## WML-A Job Submission via WML-A CLI for DDP training

Offical examples can be found here: https://wmla-console-cpd-wmla.apps.cpd.mskcc.org/ui/#/cliTools

This example uses a shared storage volume between the CPD project and the training job in WMLA.

### Setup

Let's first setup some important paths.

*HOST* and *BASE_URL* point to cmd and wml endpoints.

*dlicmd* holds path to the wmla cli tool downloaded locally.

In [1]:
%env HOST=wmla-console-cpd.apps.cpd.mskcc.org
%env BASE_URL=https://cpd-cpd.apps.cpd.mskcc.org

%env dlicmd=../wmla-utils/dlicmd.py

env: HOST=wmla-console-cpd.apps.cpd.mskcc.org
env: BASE_URL=https://cpd-cpd.apps.cpd.mskcc.org
env: dlicmd=../wmla-utils/dlicmd.py


Next we setup the volume that we will use to store data and training artifacts.

We will need it's display name, the path to the data and the path to save the trained model. 
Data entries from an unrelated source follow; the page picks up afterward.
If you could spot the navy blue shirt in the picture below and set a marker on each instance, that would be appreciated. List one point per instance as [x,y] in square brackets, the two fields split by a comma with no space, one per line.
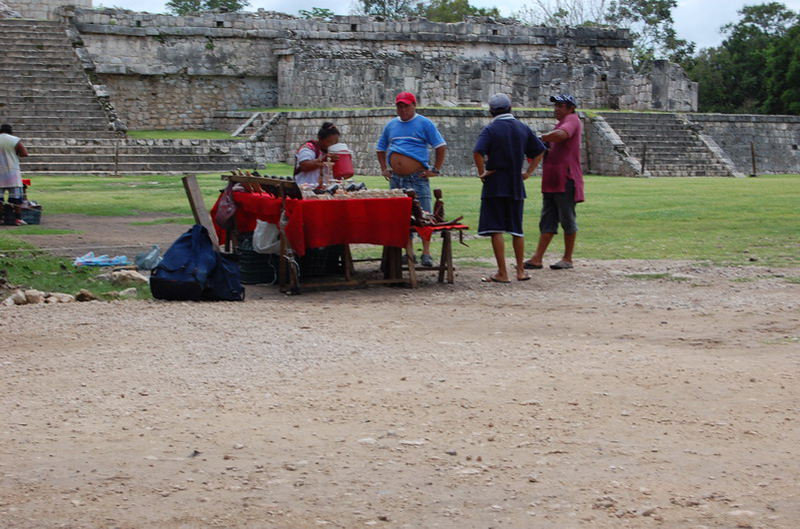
[506,143]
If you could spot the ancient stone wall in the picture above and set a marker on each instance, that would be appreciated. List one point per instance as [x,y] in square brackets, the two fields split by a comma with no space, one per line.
[264,60]
[776,140]
[361,128]
[43,9]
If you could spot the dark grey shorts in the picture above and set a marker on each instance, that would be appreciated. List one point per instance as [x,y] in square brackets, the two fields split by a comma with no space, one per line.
[559,208]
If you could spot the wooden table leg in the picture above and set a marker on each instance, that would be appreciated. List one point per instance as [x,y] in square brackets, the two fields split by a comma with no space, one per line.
[443,260]
[412,271]
[447,250]
[347,263]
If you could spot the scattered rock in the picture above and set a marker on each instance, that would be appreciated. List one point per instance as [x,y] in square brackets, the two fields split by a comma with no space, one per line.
[128,277]
[85,295]
[19,298]
[129,293]
[34,297]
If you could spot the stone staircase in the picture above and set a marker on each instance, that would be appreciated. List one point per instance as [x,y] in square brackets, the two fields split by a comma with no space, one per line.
[668,143]
[44,92]
[48,99]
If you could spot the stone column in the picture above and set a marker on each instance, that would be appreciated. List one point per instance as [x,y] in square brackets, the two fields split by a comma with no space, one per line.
[286,82]
[43,9]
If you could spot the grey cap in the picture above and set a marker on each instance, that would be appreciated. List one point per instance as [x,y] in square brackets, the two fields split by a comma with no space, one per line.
[564,98]
[499,102]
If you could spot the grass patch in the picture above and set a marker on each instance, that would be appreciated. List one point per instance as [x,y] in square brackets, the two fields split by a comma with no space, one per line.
[171,220]
[54,274]
[649,276]
[715,221]
[181,135]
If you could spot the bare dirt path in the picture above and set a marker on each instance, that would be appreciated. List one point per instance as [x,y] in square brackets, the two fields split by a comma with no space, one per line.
[618,394]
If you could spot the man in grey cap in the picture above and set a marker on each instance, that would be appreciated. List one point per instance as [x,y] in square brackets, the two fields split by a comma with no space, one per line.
[499,154]
[562,183]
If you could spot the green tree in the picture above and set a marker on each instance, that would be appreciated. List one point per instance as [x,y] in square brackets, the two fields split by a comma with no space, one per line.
[782,75]
[453,10]
[747,72]
[184,7]
[388,9]
[317,12]
[650,22]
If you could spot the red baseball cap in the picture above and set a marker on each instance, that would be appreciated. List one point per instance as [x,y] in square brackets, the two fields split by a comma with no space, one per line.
[406,97]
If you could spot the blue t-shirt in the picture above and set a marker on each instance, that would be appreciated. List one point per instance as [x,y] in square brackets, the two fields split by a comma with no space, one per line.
[410,138]
[506,142]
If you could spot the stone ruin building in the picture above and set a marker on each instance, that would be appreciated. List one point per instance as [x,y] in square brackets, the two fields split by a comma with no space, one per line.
[74,78]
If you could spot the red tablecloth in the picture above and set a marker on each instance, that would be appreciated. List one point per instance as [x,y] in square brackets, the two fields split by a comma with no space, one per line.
[427,231]
[318,223]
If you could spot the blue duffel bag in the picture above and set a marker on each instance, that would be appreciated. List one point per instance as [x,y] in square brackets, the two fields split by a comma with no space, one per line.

The paths are the same in the cpd project environment and wmla environment where the model will be running.

In [6]:
VOLUME_DISPLAY_NAME='cpd::demo-project-pvc'

%env DRIVE_DATA_PATH=/mnts/demo_project_pvc/data
%env DRIVE_MODEL_PATH=/mnts/demo_project_pvc/model

env: DRIVE_DATA_PATH=/mnts/demo_project_pvc/data
env: DRIVE_MODEL_PATH=/mnts/demo_project_pvc/model


Now let's download the data.

In [7]:
import torchvision
import os
from torchvision import transforms

transform = transforms.Compose(
        [transforms.ToTensor(),
         transforms.Normalize((0.5, 0.5, 0.5), (0.5, 0.5, 0.5))])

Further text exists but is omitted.